骨形成不全症(osteogenesis imperfecta:OI)は,主としてⅠ型コラーゲンの異常による脆弱性骨折を特徴とする。臨床像・単純X線像に基づくSillence分類が用いられ,主に4型に分類される。軽症から周産期致死性の重症(Ⅱ型)に至るまで重症度の幅が大きく,一般に重症度はⅡ>Ⅲ>Ⅳ>Ⅰ型となる。遺伝形式は常染色体優性遺伝が90%を占める。代表的な責任遺伝子はCOL1A1とCOL1A2である。
易骨折性,歯牙形成不全,難聴,青色強膜が特徴である。小児期に易骨折性を認める場合には,本疾患を常に念頭に置く必要がある。
診断基準は症状(A),検査所見(B),鑑別疾患(C)から成り,下記A 3項目以上かつB 3項目以上で,Cに該当しない場合,OIと診断する(definite OI)1)。

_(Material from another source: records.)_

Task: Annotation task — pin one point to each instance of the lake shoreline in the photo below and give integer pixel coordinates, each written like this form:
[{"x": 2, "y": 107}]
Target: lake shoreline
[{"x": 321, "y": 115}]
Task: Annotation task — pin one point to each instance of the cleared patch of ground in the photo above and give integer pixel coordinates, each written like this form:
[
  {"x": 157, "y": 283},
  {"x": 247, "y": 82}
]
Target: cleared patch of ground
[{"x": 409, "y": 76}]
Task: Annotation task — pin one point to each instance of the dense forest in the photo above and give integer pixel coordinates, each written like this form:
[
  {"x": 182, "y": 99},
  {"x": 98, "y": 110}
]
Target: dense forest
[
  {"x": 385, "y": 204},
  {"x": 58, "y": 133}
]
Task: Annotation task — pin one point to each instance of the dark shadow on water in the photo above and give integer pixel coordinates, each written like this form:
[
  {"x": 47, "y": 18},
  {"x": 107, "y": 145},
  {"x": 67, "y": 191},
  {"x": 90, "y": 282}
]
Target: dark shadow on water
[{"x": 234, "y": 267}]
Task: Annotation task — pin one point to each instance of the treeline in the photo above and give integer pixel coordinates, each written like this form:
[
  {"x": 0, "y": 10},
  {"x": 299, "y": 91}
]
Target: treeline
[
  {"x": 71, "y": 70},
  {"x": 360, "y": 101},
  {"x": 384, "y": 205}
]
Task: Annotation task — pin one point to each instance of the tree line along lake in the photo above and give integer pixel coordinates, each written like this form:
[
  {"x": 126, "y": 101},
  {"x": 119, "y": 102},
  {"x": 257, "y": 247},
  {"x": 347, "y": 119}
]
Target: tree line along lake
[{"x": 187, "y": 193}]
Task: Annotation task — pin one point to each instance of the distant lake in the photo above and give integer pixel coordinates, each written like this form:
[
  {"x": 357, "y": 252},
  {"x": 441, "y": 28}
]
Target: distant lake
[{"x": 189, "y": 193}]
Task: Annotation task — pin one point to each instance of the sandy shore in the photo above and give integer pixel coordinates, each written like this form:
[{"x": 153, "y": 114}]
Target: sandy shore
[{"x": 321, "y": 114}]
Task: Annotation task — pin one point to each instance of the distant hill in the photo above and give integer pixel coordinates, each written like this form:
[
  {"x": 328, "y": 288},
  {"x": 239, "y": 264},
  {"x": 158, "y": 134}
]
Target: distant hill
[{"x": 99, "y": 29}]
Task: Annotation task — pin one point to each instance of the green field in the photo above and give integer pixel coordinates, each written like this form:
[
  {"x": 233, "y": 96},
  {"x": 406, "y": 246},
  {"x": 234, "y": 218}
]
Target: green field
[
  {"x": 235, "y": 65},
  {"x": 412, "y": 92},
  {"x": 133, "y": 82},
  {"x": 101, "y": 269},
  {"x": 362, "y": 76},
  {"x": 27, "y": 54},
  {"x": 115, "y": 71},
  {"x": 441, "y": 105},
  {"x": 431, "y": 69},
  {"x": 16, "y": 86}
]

A(症状):①骨脆弱性;易骨折性(2回以上),進行性骨変形,②成長障害;-2SD以下の低身長,③青色強膜,④歯牙形成不全;色調異常,象牙質損傷,⑤難聴;30db以上の低下,⑥家族性,⑦小児期の骨折歴
B(検査所見):①長管骨の変形・骨折,②変形を伴う細い長管骨,③頭蓋骨Worm骨,④椎体圧迫骨折,⑤骨密度低下;同年齢基準値の80%未満
C(鑑別疾患):被虐待児症候群,原発性若年性骨粗鬆症,低ホスファターゼ症,線維性骨異形成症,Ehlers-Danlos症候群などが対象である。乳幼児期の被虐待児症候群では骨傷が骨幹端部に多く(corner fracture),OIにみられる頭部単純X線側面像でのWorm骨を認めない。火傷などの皮膚病変や痕跡があれば,虐待の可能性が高い。原発性若年性骨粗鬆症では,頸椎圧迫骨折と長管骨骨幹端部骨折を特徴とし,一般に年齢とともに骨塩定量の測定値が改善する。周産期の良性型低ホスファターゼ症においては,血清アルカリホスファターゼが400U/L以下を示す。
生下時,生直後より長管骨の変形・骨折がみられる重症型のⅢ型については,早期に小児科医と連携してビスホスホネート製剤であるパミドロネートの投与を開始し,易骨折性と骨密度の改善を目指す。Ⅰ,Ⅳ型も易骨折性が顕著であれば同様に投与の適応とする。内科的治療に抗して頻回の骨折と長管骨の変形を生じる場合には,補装具による保存療法や髄内釘の挿入などの手術療法を行う。
重度の骨形成不全症においては,骨折,変形,筋力低下の3つが相互に関連して立位や移動能力を障害する。骨折を繰り返すと変形を生じ,外固定により骨萎縮と筋力低下が起こる。変形により骨折しやすくなり,筋力低下により筋性防御が働かないと骨折しやすい。これら3つの症状は,相互に影響して悪循環を形成する。このスパイラルを絶たないと機能障害が定着する。したがって,①早期に内科的治療を開始して骨折の予防と骨質の改善を行う。②変形・弯曲が20~30°以上あれば,早めの変形矯正と髄内釘固定により骨折の予防を図る。目安として3歳以上を手術対象としている。
一方,骨折回数が少ない軽症例では,生活指導や運動制限によりコントロールする。
学童期,思春期より側弯・後弯などの脊柱変形をきたすことがあるが,体幹装具(コルセット)は脆弱な肋骨への圧迫による変形をまねき,結果的に胸郭を潰し,呼吸機能を損ねるリスクがある。特に幼児期・学童期における使用は慎重でなければならない。